—“相続対策”は、亡くなる直前に考えても遅い時代になっています—
日本では今後、相続件数がさらに増えていくと言われています。
理由は非常にシンプルで、高齢化、不動産価格上昇、株式市場上昇、円安による海外資産増加などにより、一般家庭でも「気付いたら相続税対象だった」というケースが増えているからです。
実際、
- 自宅
- 現金
- 株式
- 投資信託
- 海外不動産
などを合算すると、相続税評価額が想像以上に大きくなることがあります。
そして相続で最も怖いのは、“準備不足”です。
実際の現場では、「もっと早くやっておけば良かった」というケースが非常に多い。
今回は、相続税を抑えるための基本的考え方、生前対策、不動産や金融資産の扱い、海外資産の注意点などを、かなり実務寄りに整理していきます。

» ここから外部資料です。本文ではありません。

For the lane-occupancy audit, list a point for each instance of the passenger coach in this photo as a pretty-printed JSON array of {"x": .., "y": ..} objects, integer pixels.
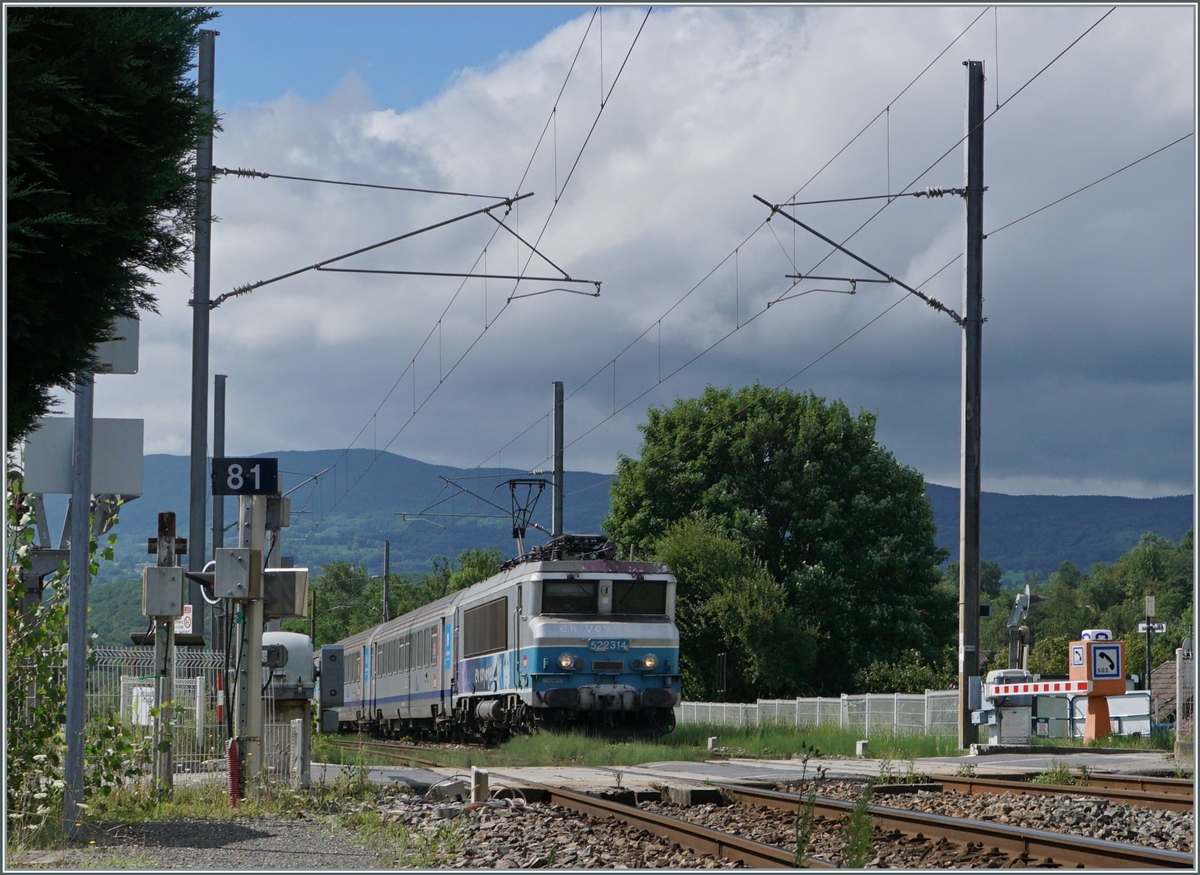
[{"x": 563, "y": 635}]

なお、本記事は一般的な相続・税務対策の考え方を整理したものであり、実際の税務判断は個別事情により大きく異なります。必ず税理士・弁護士等の専門家へ相談の上で検討してください。
まず知るべき
「相続税」は一部富裕層だけの話ではない
以前は、「相続税=超富裕層」というイメージがありました。
しかし現在は違います。
例えば東京都内で、自宅、預金、株式を持っているだけで、相続税対象になるケースも普通にあります。
特に不動産価格上昇で、“自宅だけでかなりの評価額”になっているケースも多い。
つまり相続対策は一部のお金持ちだけの話ではなくなっている。
ここがかなり重要です。
相続税の基本
日本の相続税には、基礎控除があります。
計算式は:
3000{万円} + 600{万円} ×法定相続人の数
例えば、配偶者+子2人なら、
3,000万円+600万円×3人=4,800万円までが基礎控除になります。
つまりこれを超えると相続税対象になる可能性があります。
現金は、実は最も相続税が重い
ここはかなり重要。
現金1億円。これは評価額1億円。そのままです。
つまり、一切圧縮されないのが現金の弱点です。
不動産が相続対策に使われる理由
一方、不動産では
例えば、時価1億円でも、相続税評価は、路線価、固定資産税評価額ベースになります。
つまり実勢価格より低くなるケースがあります。
さらに賃貸中、借地権、小規模宅地等の特例などを活用すると、評価圧縮が可能になるケースがあります。
これが、相続対策で不動産が活用される理由。